La criatura de Shelley, como muchos de nosotros, no pedía más que compañía, afecto y un lugar donde no sentirse ajeno. Pero no lo consiguió, ni siquiera de Víctor, quien le dio vida de una manera déspota y, sin duda, cuestionable.

“Deseo afecto y simpatía, y no puedo inspirarlos”, dice en un pasaje conmovedor. Esa confesión bien podría ser la de cualquiera de nosotros, ha sido la mía un par de veces y no quiero imaginar cuántas veces ha sido la de las personas que tienen alguna discapacidad.

Si para quienes podemos escondernos ya resulta difícil, cuánto más para aquellos cuyas condiciones físicas no les permiten ocultarse, quedando marginados y marcados. Somos seres humanos que ponemos en tela de juicio la humanidad de todo lo que no se parece a nosotros.

Hemos sido Víctor Frankenstein

El anonimato del monstruo es también una forma de negación. ¿Quién es en esencia? Nunca lo sabemos del todo. Y así ocurre con quienes son reducidos a etiquetas y condenas.

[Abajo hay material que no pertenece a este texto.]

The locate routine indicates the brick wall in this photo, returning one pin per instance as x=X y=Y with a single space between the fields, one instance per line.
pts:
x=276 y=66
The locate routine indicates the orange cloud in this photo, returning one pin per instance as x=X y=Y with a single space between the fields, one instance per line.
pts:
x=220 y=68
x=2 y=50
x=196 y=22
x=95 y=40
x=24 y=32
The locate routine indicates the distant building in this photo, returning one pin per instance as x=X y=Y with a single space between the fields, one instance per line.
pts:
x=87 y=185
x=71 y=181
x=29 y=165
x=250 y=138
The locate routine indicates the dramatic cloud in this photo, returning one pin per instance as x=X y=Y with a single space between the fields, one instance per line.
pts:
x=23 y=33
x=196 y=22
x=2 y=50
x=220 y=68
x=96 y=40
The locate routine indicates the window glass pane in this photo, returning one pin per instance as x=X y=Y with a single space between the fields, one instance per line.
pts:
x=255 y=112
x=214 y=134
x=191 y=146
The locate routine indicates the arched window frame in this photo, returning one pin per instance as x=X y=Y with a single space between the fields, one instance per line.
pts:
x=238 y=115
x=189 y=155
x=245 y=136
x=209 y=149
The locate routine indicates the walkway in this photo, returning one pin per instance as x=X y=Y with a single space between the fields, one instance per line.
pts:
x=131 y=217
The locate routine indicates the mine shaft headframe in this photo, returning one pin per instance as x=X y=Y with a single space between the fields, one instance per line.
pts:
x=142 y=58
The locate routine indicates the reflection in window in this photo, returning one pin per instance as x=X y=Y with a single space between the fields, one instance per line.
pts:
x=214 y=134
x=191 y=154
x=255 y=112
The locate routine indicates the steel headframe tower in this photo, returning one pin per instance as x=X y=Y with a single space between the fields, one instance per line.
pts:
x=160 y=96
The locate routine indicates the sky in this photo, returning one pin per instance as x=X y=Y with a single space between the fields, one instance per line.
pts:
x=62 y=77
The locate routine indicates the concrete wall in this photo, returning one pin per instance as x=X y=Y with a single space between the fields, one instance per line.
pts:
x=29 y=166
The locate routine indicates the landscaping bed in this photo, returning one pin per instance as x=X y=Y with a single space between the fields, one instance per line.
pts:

Frankenstein ha sido adaptado muchas veces y llegan más adaptaciones, es una obra que todos en algún momento deberíamos leer; pero leerla, leer al personaje, leer a su creador, leer a su autora y leer cada escenario en que estos complejos personajes desarrollan su historia. No pasar rápidamente los ojos por las letras, sino reflexionar y entender la grandeza de este texto que asombrosamente fue redactado por una mujer de tan solo 18 años.

Más allá de la anécdota literaria, considero que Frankenstein es una radiografía del poder destructor del rechazo. No es la ciencia lo que condena a la criatura, ni siquiera la muerte que lo engendró, sino el hecho de ser repudiado por todos a los que él se acerca sin posibilidad de redención.

Siendo sinceros, esta criatura no tenía oportunidad en el mundo, porque aunque hoy escribo con esperanza de redimir un poco su nombre, debo confesar que también huiría de su presencia si antes no hubiera oído de él, así como lo hacía cuando al verlo pasaba el canal de la TV. No obstante, el tema es mucho más profundo, la historia de este ser se repite constantemente y las víctimas son seres humanos de apariencias que sí consideramos normales, pero acaban escondiendo su belleza obligados a cargar con una máscara de monstruos.

Todos hemos sido Frankenstein porque todos hemos sentido, en algún momento, la herida de la exclusión. Y quizá también hemos sido Víctor, podría asegurar que todos hemos sido Víctor, rechazando al diferente por miedo, por prejuicio o por comodidad. La vigencia de Mary Shelley está en esa doble reflexión: nadie escapa de haber sido el marginado ni de haber marginado a otros.

La monstruosidad no está en los rasgos de un cuerpo cosido, sino en la incapacidad de la empatía.

Frankenstein, como le conocen al ser, lo dijo: “Exijo razones para demostrarme que soy inferior a los hombres”.

Quizá en el fondo, la pregunta de Shelley nunca fue si es posible crear vida artificial, sino si es posible crear una sociedad capaz de convivir con lo distinto, de entender que no todos piensan o sienten igual y que cada persona merece un lugar en el mundo.

Aunque Frankenstein también es un claro llamado a los científicos a tener cuidado con los limites de su oficio, la parte emotiva de la historia no podía dejarse atrás.

¿Cuántas veces hemos sido la criatura y cuántas veces su creador?

Todos hemos sido Frankenstein, todos hemos cargado la herida del rechazo y la soledad.